La historia de ese partido en las últimas décadas muestra un firme y sostenido avance de sectores nefastos, integrados por personas menos extravagantes que las que asaltaron la sede del Congreso, pero a la vez –y por eso mismo– más peligrosas. Sectores que consideraron conveniente utilizar a Trump como mascarón de proa, pero que no dependen del presidente saliente ni se irán con él.

Las fantasías sobre el papel de Estados Unidos como ejemplo de democracia para el mundo fueron sacudidas el miércoles por un espectáculo bochornoso. Pero lo relevante no es el espectáculo, sino sus guionistas.

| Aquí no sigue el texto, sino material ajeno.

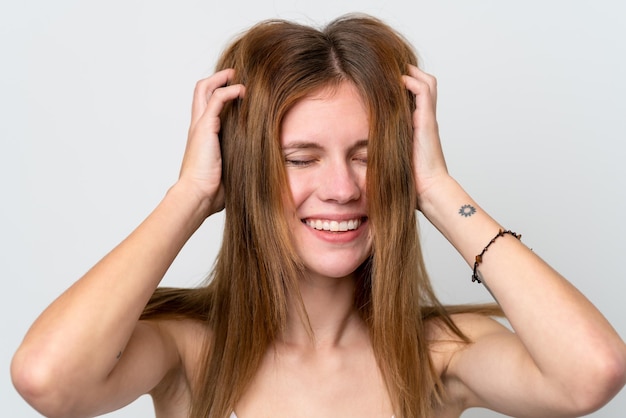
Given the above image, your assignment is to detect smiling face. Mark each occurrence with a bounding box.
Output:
[281,82,371,277]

En segundo lugar, sí hay algunas cuestiones generales que nos conviene tener muy en cuenta, no para quitarle a la derecha su responsabilidad, sino para defender mejor la convivencia democrática. Acontecimientos como el del miércoles se han hecho más factibles, en Estados Unidos y en el resto del mundo, porque hay un caldo de cultivo para su desarrollo.

En la sociedad actual se han angostado los espacios de intercambio productivo entre puntos de vista diferentes. Grandes sectores viven en “burbujas” en que se reproduce y se reafirma todos los días un solo relato sobre la realidad, mucho más vinculado con lo emocional que con el raciocinio. En esas condiciones, numerosas personas se convencen (son convencidas) de que todos sus males son obra de un enemigo perverso y deshumanizado, que no merece siquiera ser oído y cuya desaparición urge.

Revertir la tendencia a la disgregación social debería ser un rasgo distintivo de quienes se consideren izquierdistas o progresistas, pero la tarea desafía y convoca, justamente, por encima de las divisiones partidarias. En realidad, sólo es viable realizarla con el compromiso de sectores muy diversos. Se trata de reconstruir una plaza pública en que encontrarnos, respetarnos y descubrir en qué podemos y queremos cooperar. Hay pocas cosas que necesitemos más.